Some days ago I received a Facebook message that asked me to confirm Moshe is “owner” of the blog Shores of the Dirac Sea. Which I did and while at it, I too joined that Facebook blog network, upon which I had to pick 9 people from my friends list to confirm I “own” this blog. Among the ones I picked was Tommaso, the Quantum Diaries Survivor from next door. We got into a conversation about the question of blog ownership, a term that he seemed to find similarly bizarre as I do, and I thought it would be interesting to hear your opinion on that too.
Sure, I am writing this blog - well, most of it. But do I own it? One could equally well argue it is owned by Google. The only meaning of ownership that makes sense to me is that this blog is public property. Everybody who writes a blog knows what (s)he is doing when clicking on the “publish” button. It means your thoughts go out there, into the wild open.

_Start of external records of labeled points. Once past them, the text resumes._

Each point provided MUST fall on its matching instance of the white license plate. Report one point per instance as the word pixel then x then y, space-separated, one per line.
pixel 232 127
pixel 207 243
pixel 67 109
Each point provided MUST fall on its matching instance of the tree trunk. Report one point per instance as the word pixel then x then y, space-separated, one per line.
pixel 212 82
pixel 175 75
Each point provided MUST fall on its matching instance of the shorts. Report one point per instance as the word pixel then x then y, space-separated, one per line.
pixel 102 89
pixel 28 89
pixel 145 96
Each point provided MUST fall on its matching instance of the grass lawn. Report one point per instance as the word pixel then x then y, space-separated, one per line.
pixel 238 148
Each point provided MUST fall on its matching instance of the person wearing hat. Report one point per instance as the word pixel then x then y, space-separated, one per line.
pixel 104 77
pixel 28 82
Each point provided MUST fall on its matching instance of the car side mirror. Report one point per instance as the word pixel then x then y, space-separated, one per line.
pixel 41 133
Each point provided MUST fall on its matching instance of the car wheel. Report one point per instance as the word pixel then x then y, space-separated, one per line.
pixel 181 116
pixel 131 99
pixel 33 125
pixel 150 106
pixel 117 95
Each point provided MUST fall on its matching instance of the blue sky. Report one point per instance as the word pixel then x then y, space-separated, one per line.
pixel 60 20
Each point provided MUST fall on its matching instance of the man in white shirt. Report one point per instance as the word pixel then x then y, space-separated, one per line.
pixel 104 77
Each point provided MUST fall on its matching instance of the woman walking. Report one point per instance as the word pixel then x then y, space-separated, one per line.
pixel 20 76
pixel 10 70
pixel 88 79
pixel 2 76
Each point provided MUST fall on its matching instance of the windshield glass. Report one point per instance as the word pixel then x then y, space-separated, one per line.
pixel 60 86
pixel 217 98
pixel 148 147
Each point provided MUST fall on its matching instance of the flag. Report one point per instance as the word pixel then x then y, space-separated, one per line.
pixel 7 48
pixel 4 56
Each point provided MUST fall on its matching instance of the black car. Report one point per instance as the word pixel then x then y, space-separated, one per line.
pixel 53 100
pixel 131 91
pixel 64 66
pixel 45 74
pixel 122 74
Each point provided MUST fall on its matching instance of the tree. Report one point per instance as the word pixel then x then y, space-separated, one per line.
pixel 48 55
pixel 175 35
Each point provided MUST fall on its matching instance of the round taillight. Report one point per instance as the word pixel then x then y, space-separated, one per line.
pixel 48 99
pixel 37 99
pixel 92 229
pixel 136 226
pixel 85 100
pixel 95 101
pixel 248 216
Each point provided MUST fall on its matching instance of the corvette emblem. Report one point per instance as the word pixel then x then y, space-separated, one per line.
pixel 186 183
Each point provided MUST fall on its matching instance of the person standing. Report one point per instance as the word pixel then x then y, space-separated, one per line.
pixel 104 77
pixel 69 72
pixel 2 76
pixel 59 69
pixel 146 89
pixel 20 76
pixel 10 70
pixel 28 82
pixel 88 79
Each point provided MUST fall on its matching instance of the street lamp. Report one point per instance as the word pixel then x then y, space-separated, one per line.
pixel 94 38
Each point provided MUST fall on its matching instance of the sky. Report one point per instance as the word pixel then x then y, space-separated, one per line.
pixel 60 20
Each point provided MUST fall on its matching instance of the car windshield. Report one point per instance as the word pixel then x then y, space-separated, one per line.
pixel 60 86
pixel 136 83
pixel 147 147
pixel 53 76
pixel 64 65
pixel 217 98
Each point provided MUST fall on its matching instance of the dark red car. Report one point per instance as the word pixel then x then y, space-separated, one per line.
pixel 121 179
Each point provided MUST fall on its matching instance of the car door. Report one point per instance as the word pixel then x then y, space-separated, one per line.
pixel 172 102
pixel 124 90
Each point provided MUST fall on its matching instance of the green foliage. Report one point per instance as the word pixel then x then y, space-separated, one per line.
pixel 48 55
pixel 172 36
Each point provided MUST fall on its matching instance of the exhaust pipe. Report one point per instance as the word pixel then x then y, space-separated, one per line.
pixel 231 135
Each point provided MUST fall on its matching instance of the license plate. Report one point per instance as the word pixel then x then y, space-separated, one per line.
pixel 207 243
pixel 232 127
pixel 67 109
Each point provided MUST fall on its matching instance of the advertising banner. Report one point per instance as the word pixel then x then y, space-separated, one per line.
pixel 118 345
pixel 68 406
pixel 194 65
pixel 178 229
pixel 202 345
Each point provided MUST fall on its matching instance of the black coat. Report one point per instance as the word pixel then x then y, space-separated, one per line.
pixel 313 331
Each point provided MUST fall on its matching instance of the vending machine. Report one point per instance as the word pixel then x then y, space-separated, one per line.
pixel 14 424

Now don't get me wrong, of course I am pissed off if somebody uses my writings without paying credits to me. But if I write something where this aspect is of major importance I publish it such that I have a copyright on intellectual property. However, plagiarism doesn't seem to happen all that often even on blogs. For one, most people are actually honest and don't claim originally where there was none. Instead, over the years, we have had several requests to reprint articles or figures, to use quotations, and have been asked how to properly cite a blog post. But besides this, the very reason that blog posts are public provides safety through recognition of copies by readers. The more readers you have, the more likely one of them is to come across and recognize a plagiarism and notify you.
An effect much more interesting than actual copies and quotations however are follow-up threads were people continue a discussion that was initiated elsewhere. This pinging back and forth of thoughts through the blogosphere is as far as I am concerned one of the best aspects of it. What matters in the end however is the emergence of the discussion itself, not who owns it.